Os chilenos mereceram vencer. Chegaram a respeitar o time brasileiro em boa parte do confronto, mas foram agudos e certeiros quando partiram para decidir o jogo. A diferença não está na qualidade individual dos jogadores, mas na competência dos técnicos. A seleção de Sampaoli joga com intensidade e aproximação, não cede espaços em excesso. Abusa das pancadas, mas é eficiente na marcação.

O Brasil de Dunga é lento na saída, incapaz de surpreender e tem um buraco no meio-campo. A opção de fazer Oscar jogar pela esquerda do ataque não acrescenta força ofensiva e deixa o time sem um bom armador. William é o mais dinâmico e habilidoso, mas o desnível entre jogadores afeta o equilíbrio.

Para piorar, com Oscar e Hulk bem abertos, não havia um finalizador correndo pelo centro. Ao mesmo tempo, Dunga apostou em três volantes, atraindo os chilenos para o seu campo de defesa.

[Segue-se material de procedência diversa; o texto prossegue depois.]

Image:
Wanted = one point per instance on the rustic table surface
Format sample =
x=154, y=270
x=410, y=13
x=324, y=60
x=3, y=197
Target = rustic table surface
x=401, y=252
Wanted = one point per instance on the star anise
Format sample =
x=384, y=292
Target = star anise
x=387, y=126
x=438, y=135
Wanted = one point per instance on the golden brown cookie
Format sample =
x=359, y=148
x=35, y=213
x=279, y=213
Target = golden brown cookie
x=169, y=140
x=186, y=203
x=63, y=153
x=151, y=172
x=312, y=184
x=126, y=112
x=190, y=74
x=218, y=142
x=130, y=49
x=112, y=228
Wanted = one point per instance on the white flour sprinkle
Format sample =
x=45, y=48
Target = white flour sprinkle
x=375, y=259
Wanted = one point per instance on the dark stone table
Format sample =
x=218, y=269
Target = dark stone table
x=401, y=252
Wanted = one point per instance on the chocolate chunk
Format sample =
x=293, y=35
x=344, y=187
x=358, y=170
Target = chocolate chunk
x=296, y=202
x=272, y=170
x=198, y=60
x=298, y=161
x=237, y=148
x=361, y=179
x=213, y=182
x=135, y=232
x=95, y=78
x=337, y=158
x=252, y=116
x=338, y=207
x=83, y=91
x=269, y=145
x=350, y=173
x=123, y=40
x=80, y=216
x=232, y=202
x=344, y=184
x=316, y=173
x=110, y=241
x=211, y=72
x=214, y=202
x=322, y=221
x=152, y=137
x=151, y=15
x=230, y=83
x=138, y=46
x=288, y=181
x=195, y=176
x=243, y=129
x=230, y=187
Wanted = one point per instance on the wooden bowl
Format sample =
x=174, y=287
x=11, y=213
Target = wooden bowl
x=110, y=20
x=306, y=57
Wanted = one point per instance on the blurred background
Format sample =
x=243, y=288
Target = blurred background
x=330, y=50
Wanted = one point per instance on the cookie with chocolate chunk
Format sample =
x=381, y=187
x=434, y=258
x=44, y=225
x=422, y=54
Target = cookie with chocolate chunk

E só foi corrigir o vazio na frente após tomar o primeiro gol em vacilo coletivo da defesa, incluindo o goleiro Jefferson.

Kaká, convocado para acrescentar experiência ao grupo, poderia ter entrado no segundo tempo. Teria sido mais útil que Lucas Lima.

Não há mistério. Desde o começo, o problema no Brasil segue o mesmo: o grupo tem limitações, agravadas sem Neymar, e a Seleção precisa de um técnico.